We never would have received vaccines as quickly without the genius of Operation Warp Speed. By supporting the simultaneous development of multiple vaccine candidates, the parallel execution of multiple stages of vaccine development and trials, and by guaranteeing a market for the vaccines with billions of dollars, Operation Warp Speed lived up to is name.
Beyond the science, the bipartisan relief bills kept poverty from spiking during those first, terrible months of the pandemic. In fact, poverty actually dropped in 2021 compared to the years before the pandemic, with child poverty falling by more than half.
Don’t forget what we accomplished
I realize that almost no one wants to look back at the Covid pandemic, and certainly not with pride. The subsequent virus variants and new waves increasingly evaded even our best vaccines, keeping the pandemic going for years while eroding belief in them. Division over the public health decisions made during the pandemic, from mask requirements to school closures, still linger, poisoning the political atmosphere. Perhaps hundreds of millions of people are experiencing the effects of long Covid, their every day a reminder of the pandemic’s toll. The collective trauma we suffered is still with us.

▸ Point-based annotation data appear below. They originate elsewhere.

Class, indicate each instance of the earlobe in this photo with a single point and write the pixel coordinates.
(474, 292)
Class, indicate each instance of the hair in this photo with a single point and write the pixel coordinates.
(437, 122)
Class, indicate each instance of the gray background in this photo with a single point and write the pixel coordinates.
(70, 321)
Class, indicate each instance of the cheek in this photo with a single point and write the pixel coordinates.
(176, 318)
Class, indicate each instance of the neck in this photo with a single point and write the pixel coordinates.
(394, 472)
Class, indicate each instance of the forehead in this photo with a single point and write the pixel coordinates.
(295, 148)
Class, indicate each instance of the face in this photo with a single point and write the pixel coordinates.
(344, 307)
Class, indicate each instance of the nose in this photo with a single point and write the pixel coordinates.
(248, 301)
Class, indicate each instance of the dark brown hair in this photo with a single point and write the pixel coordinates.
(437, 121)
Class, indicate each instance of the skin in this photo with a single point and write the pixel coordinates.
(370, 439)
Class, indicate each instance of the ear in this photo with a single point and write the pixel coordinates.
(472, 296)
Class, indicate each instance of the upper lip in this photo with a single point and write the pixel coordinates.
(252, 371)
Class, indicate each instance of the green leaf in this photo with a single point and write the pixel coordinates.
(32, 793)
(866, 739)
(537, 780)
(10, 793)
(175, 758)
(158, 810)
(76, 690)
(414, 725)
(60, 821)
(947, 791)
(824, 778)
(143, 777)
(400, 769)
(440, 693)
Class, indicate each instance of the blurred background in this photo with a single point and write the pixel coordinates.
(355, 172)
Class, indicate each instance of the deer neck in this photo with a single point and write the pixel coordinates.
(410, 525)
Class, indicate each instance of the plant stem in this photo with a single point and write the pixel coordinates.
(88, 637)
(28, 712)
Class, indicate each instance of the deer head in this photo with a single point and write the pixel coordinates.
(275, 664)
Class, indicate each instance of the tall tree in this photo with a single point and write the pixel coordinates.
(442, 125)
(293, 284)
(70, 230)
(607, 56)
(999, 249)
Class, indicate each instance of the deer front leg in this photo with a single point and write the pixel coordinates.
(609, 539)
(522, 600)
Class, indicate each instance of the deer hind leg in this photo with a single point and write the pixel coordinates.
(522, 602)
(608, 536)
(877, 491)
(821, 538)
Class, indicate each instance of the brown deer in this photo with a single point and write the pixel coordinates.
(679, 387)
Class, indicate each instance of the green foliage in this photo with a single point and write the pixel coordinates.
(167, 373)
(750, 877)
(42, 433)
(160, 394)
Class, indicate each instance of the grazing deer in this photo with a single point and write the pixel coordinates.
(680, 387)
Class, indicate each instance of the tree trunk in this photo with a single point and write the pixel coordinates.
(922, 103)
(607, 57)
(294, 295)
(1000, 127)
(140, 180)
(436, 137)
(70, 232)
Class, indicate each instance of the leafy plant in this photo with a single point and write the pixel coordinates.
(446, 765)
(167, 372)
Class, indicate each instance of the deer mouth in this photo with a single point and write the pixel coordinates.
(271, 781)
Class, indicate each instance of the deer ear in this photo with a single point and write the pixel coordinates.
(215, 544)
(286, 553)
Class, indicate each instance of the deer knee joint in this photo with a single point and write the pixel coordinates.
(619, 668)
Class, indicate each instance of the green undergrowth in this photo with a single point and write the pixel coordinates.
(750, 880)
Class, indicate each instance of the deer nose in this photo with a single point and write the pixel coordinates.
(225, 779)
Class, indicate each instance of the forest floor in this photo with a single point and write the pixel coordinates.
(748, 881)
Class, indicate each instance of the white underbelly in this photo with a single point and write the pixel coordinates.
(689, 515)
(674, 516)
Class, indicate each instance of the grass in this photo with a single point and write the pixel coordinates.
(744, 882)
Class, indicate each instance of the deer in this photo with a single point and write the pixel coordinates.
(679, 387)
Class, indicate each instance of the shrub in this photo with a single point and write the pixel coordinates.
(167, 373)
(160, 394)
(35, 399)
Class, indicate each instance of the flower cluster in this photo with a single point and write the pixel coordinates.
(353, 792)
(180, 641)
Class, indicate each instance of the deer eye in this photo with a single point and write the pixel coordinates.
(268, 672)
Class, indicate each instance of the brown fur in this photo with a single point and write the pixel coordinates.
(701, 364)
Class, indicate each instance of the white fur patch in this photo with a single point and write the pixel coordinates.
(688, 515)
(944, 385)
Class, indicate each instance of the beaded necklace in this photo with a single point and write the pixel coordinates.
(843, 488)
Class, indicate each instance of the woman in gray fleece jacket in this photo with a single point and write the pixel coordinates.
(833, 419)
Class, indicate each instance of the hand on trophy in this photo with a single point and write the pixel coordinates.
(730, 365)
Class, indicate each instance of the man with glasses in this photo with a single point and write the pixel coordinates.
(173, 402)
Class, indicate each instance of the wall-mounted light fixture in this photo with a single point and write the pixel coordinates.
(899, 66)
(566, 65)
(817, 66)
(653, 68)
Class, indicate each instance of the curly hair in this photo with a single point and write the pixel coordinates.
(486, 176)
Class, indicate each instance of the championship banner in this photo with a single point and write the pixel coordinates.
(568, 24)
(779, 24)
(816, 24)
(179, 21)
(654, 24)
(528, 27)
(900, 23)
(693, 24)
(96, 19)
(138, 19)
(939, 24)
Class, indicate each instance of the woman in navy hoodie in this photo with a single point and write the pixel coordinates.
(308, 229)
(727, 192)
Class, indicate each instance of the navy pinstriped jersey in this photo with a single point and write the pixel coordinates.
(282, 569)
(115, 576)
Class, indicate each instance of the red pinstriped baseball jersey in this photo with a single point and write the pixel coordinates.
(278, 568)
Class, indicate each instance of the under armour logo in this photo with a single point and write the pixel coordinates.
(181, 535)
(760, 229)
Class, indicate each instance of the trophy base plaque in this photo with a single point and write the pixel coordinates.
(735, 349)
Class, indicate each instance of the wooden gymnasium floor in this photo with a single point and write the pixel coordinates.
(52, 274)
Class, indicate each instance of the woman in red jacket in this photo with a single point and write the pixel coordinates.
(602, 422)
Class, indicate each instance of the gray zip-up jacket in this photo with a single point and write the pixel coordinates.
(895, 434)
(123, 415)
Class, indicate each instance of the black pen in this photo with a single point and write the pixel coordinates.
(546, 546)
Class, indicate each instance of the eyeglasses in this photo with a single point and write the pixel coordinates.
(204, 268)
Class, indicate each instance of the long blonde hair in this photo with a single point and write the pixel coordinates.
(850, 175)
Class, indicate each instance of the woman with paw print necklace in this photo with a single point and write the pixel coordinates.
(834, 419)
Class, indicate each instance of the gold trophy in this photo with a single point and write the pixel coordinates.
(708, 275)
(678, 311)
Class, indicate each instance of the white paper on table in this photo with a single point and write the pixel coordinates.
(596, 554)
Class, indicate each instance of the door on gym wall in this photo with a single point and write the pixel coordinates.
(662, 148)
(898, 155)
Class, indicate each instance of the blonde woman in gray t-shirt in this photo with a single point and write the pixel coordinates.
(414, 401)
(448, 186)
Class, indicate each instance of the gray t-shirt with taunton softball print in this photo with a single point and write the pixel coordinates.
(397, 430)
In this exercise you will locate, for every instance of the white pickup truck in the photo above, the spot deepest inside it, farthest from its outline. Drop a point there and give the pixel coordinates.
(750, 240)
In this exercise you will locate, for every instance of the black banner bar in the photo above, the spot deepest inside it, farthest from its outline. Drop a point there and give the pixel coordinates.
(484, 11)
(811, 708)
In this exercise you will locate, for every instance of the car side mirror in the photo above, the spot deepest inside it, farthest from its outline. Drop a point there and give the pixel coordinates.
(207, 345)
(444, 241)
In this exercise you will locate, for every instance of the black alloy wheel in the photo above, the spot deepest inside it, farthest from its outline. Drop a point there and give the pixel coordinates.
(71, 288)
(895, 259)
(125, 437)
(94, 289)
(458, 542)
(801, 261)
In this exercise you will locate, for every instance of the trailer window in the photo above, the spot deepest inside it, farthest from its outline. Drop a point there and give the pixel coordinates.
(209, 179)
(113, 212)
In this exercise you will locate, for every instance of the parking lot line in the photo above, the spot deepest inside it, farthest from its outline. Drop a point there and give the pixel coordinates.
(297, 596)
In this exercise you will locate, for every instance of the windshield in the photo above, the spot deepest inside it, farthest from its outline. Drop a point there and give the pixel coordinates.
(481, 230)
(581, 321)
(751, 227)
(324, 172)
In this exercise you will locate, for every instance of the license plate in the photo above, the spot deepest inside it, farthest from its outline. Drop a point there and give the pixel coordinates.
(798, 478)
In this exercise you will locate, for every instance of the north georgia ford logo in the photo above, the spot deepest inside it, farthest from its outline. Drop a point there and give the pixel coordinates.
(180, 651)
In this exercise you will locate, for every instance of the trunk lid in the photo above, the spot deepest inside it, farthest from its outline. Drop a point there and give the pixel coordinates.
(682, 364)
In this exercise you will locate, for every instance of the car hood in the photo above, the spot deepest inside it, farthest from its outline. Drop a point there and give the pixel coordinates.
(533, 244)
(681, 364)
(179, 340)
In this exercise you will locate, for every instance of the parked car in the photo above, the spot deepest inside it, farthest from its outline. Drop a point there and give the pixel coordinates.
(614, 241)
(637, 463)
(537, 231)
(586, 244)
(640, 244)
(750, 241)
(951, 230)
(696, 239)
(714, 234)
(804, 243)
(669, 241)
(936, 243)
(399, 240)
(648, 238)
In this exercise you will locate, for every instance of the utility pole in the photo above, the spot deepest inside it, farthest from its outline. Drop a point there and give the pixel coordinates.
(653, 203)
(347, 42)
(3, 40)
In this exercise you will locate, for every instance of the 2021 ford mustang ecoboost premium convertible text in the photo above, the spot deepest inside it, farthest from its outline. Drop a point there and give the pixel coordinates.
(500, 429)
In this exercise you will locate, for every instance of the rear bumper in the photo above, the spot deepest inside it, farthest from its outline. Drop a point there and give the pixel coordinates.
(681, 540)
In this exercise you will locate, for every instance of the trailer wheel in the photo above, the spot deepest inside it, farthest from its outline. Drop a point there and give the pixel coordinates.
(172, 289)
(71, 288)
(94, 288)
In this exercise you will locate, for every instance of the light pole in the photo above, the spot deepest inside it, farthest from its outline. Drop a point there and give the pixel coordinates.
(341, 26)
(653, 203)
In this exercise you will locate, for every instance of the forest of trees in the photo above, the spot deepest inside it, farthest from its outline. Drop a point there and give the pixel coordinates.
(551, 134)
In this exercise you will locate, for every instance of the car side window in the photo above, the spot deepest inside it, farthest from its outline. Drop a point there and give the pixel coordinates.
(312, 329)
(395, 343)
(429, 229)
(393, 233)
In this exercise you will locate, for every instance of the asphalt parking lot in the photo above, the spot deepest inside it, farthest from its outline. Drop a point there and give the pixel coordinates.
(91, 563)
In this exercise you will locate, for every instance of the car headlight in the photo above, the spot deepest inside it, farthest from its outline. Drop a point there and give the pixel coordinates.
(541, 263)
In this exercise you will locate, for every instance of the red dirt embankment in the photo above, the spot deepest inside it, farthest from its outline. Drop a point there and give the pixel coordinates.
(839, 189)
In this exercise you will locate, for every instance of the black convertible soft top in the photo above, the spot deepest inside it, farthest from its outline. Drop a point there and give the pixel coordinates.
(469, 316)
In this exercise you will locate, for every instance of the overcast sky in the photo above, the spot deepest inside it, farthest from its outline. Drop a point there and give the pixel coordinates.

And yet, I worry that all that pain and anger will cause us to neglect the amazing accomplishments of those years. Not just the scientists and officials who got us those vaccines in record time, but the doctors and nurses who toiled endless hours on the front lines of the pandemic, or the essential workers who kept things going while the rest of us isolated. My fear is not just that we’ll forget that heroism, but that when the next pandemic comes — as it inevitably will — we’ll forget that we have shown the ability and the will to fight it.
On the five-year anniversary of the pandemic, there has been no shortage of articles about what we got wrong during Covid — and yes, in retrospect, we got many, many things wrong. I realize “it could have been worse” isn’t exactly the most stirring rallying cry after something as catastrophic as Covid.
But it’s still true, and we shouldn’t overlook the people whose work ensured it wasn’t.